La mayoría no quiere regresar al modelo anterior. Las encuestas muestran que controlada la inflación la principal preocupación es el empleo y la inseguridad.

ESTABILIDAD MACRO VS  ECONOMÍA DOMÉSTICA.  El desafío más allá de la inflación
El desempleo es una de las principales perocupaciones.

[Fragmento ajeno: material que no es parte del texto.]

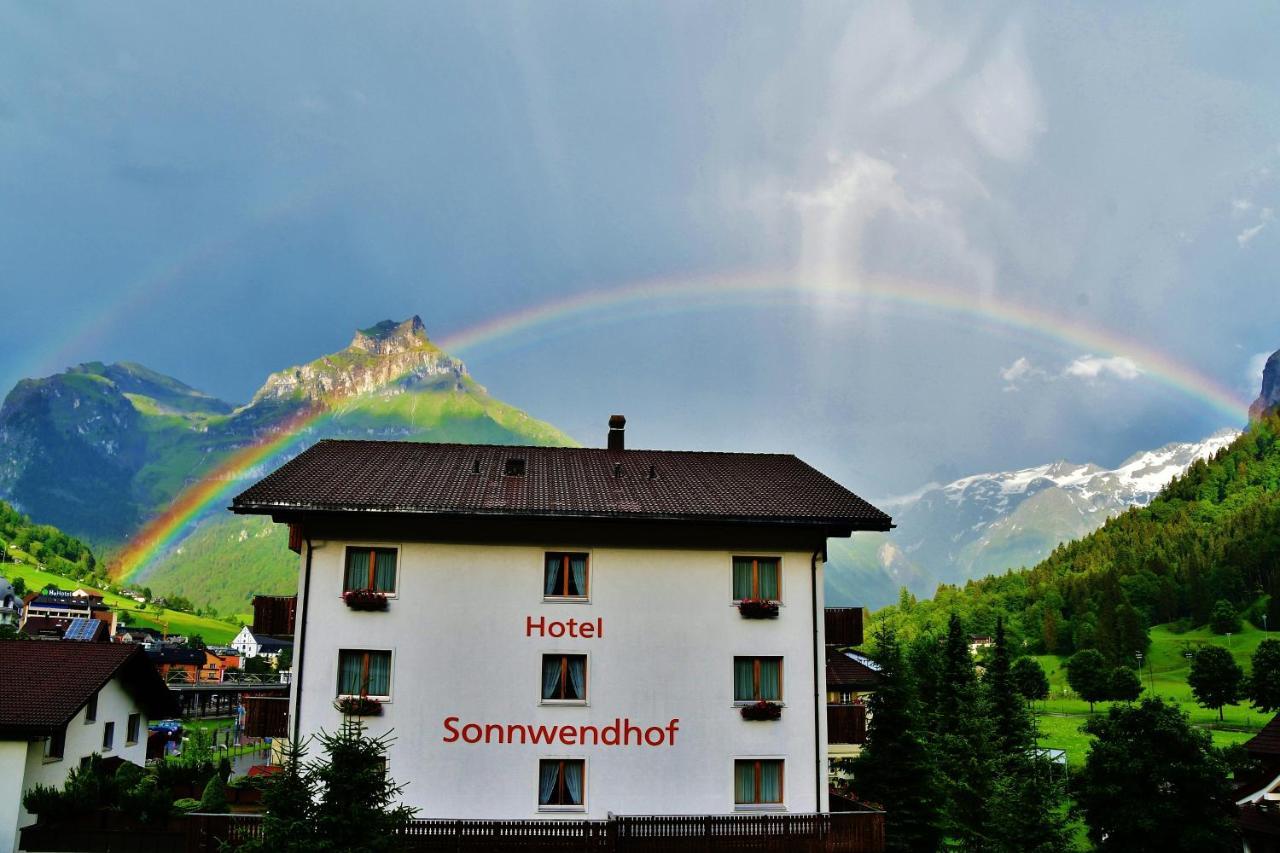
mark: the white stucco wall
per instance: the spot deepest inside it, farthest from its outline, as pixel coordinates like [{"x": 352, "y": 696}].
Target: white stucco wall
[
  {"x": 83, "y": 739},
  {"x": 457, "y": 630}
]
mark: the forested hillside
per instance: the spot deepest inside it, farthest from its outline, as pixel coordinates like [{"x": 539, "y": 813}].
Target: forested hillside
[
  {"x": 1212, "y": 534},
  {"x": 45, "y": 543}
]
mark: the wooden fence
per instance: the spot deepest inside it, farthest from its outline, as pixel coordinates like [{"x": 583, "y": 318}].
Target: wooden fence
[{"x": 835, "y": 833}]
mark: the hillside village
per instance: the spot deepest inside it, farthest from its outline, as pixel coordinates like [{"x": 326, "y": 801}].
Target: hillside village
[{"x": 833, "y": 715}]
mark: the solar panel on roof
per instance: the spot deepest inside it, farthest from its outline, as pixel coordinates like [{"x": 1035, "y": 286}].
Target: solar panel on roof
[{"x": 81, "y": 629}]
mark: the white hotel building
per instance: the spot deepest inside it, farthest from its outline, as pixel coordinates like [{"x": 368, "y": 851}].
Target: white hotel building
[{"x": 561, "y": 630}]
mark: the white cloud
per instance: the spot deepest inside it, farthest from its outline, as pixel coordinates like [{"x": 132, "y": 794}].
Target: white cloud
[
  {"x": 1249, "y": 233},
  {"x": 1089, "y": 368},
  {"x": 1019, "y": 372}
]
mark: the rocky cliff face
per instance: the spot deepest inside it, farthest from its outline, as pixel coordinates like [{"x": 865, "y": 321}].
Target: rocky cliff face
[
  {"x": 1270, "y": 397},
  {"x": 387, "y": 359}
]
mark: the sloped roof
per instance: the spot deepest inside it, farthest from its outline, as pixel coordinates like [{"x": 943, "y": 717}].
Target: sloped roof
[
  {"x": 42, "y": 684},
  {"x": 557, "y": 482},
  {"x": 850, "y": 670}
]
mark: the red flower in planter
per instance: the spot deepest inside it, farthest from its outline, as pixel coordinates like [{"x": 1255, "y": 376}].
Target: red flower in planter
[
  {"x": 365, "y": 600},
  {"x": 359, "y": 706},
  {"x": 762, "y": 710},
  {"x": 758, "y": 609}
]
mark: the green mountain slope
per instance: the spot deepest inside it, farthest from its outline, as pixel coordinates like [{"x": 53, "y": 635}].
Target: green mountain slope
[
  {"x": 100, "y": 448},
  {"x": 1211, "y": 534}
]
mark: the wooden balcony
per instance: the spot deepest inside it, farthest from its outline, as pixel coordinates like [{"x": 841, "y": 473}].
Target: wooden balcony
[
  {"x": 844, "y": 625},
  {"x": 846, "y": 724},
  {"x": 273, "y": 615}
]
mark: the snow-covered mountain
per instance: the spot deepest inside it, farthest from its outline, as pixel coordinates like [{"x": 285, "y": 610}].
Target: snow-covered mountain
[{"x": 988, "y": 523}]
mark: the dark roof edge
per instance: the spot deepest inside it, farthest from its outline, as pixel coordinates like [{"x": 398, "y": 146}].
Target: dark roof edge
[{"x": 279, "y": 511}]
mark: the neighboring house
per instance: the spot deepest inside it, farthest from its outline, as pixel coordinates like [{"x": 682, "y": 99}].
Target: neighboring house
[
  {"x": 248, "y": 644},
  {"x": 74, "y": 628},
  {"x": 58, "y": 603},
  {"x": 562, "y": 628},
  {"x": 177, "y": 662},
  {"x": 62, "y": 702},
  {"x": 10, "y": 605},
  {"x": 1258, "y": 793},
  {"x": 851, "y": 678}
]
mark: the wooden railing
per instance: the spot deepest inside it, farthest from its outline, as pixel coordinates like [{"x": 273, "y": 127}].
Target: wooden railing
[
  {"x": 805, "y": 833},
  {"x": 844, "y": 625},
  {"x": 846, "y": 724}
]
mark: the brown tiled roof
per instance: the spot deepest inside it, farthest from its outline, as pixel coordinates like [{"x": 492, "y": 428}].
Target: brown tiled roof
[
  {"x": 845, "y": 671},
  {"x": 470, "y": 479},
  {"x": 42, "y": 684}
]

La desaceleración de la inflación y una mayor estabilidad económica dejaron de ser suficientes para sostener el ánimo social. Mientras los principales indicadores macroeconómicos muestran señales de ordenamiento, comienza a instalarse otra preocupación entre millones de argentinos: el temor a descender en la escala social.
 
Ese sentimiento atraviesa principalmente a la clase media y a los sectores que aspiran a integrarla. El problema ya no pasa exclusivamente por el costo de vida o la capacidad de consumo, sino por la incertidumbre respecto del futuro laboral y la posibilidad de sostener el nivel de vida alcanzado tras años de esfuerzo.
 
La mejora en variables como la inflación o la estabilidad cambiaria es valorada por buena parte de la sociedad. Sin embargo, para muchos hogares esos avances todavía no se reflejan en la economía cotidiana. El dinero disponible después de afrontar los gastos fijos continúa reduciéndose, alimentando la sensación de que el sacrificio realizado tarda demasiado en dar resultados concretos.
 
 
Preocupación

En ese contexto, el empleo desplazó a la inflación como la principal preocupación de los argentinos. Más que el desempleo en sí mismo, inquieta la creciente precarización laboral: puestos de menor calidad, salarios insuficientes, pluriempleo y un avance del trabajo informal o bajo modalidades independientes que no siempre ofrecen estabilidad ni perspectivas de crecimiento. Los datos muestran que el mercado laboral continúa generando ocupación, aunque con una composición diferente. Mientras disminuyen los empleos registrados, aumentan las formas de trabajo informal o monotributista, un fenómeno que repercute directamente sobre las expectativas de movilidad social y la percepción de seguridad económica de las familias.
 
Pese a ese escenario, las investigaciones de opinión reflejan un dato que resulta políticamente relevante: la mayoría de quienes respaldaron el cambio de rumbo económico no manifiesta intención de regresar al esquema anterior. Lo que sí aparece con fuerza es el reclamo de ajustes que permitan acelerar la recuperación de los ingresos y mejorar las condiciones del empleo sin alterar el rumbo general.
 
Así, la clase media parece quedar atrapada entre dos realidades. Por un lado, reconoce avances en materia de estabilidad macroeconómica; por el otro, continúa esperando que esos resultados lleguen definitivamente a la vida cotidiana. Ese equilibrio inestable explica buena parte del clima social actual, marcado por la incertidumbre, la cautela y el temor de perder posiciones en la escala social.